When I spoke with Dr. Jeffrey Dello Russo, a New York–based eye surgeon and one of the first in the Northeast to use AI-assisted LASIK, he emphasized that this isn’t a technology experiment. His father, Dr. Joseph Dello Russo, was one of the first eye surgeons in the United States to perform LASIK, helping to bring the technology into everyday clinical use. The younger Dello Russo now applies data and computational precision to planning and execution to improve surgical accuracy.
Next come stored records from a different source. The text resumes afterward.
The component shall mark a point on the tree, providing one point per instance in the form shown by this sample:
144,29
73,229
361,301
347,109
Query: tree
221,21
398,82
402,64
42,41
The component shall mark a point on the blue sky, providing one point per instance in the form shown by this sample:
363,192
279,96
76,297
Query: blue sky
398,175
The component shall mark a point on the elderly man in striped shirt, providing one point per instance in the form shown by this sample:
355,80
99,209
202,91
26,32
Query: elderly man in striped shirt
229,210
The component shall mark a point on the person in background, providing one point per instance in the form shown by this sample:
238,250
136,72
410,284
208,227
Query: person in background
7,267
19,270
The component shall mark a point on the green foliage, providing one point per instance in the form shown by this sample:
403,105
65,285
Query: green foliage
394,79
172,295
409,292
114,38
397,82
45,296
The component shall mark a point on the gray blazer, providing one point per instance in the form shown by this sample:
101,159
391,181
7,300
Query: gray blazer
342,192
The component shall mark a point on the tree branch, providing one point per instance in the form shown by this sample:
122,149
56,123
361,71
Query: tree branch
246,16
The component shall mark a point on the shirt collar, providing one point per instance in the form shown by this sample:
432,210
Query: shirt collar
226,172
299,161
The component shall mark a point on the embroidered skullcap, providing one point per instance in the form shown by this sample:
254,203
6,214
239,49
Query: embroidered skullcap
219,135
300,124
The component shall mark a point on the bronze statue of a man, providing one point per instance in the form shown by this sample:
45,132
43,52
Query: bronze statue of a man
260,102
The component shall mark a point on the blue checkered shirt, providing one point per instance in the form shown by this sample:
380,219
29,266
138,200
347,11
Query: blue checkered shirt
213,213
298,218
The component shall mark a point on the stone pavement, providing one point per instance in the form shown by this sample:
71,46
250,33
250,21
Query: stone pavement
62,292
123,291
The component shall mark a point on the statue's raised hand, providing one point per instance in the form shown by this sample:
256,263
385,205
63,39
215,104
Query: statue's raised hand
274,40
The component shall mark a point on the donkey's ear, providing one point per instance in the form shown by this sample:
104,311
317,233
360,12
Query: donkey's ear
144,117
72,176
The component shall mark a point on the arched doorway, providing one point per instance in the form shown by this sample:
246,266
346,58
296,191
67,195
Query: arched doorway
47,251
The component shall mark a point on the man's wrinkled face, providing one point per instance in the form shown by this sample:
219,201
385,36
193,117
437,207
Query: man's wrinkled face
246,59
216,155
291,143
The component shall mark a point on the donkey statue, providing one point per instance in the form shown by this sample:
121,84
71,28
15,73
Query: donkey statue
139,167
Traditional LASIK relies on surface measurements, manual adjustments and standard vision data to design a treatment plan. While that works for many patients, it doesn’t fully account for the unique characteristics of each eye. The Wavelight Plus system uses advanced ray tracing and 3-D diagnostic imaging to capture millions of precise data points, creating a detailed digital model of the eye known as a “digital eyevatar,” a complete virtual representation that forms the basis for individualized treatment.
The eyevatar acts as a virtual testing ground where AI runs thousands of potential correction scenarios. It maps how light moves through each layer of the eye and predicts how the cornea will respond to different laser adjustments. Based on those simulations, the system identifies the treatment path most likely to deliver the best result with the least structural impact. The surgeon reviews those recommendations, confirms the plan and then performs the procedure with data-supported confidence. This modeling approach replaces reactive correction with predictive planning, leading to more consistent accuracy and a closer match between projected and actual outcomes.
“Every eye reacts differently, and now we can test those differences before we ever start the procedure,” Dello Russo explained. “It gives us a level of foresight that simply didn’t exist before.” The concept mirrors how precision modeling enhances outcomes in fields like aerospace engineering and semiconductor design, applying it to the complexity of human vision.
The value of AI in this setting comes from synthesis rather than autonomy. Earlier LASIK systems could capture large amounts of data but left interpretation entirely to the surgeon. Now, analytics serve as an intelligent partner, pulling together information from imaging systems, patient prescriptions, corneal tissue profiles and previous case outcomes. The system combines those inputs to create a predictive model of how a particular eye is likely to respond, before a single pulse of the laser occurs. “It allows me to see the outcome before I begin,” Dello Russo explained. “The data gives me a roadmap tailored to that patient, not an average of others.” This enables a process based more on probability than pattern recognition.
And the results? Procedures are more consistent, with fewer follow-up corrections and shorter recovery times, Dello Russo said. That improvement lowers both clinical and financial risk by lowering the likelihood of costly follow-up procedures, refunds and additional chair time. “Every time we treat a patient, the system gets smarter,” Dello Russo said. “We learn from each result, and that knowledge raises the baseline for everyone who comes next.” Over time, the efficiency of both planning and execution improves as the system refines itself using new data.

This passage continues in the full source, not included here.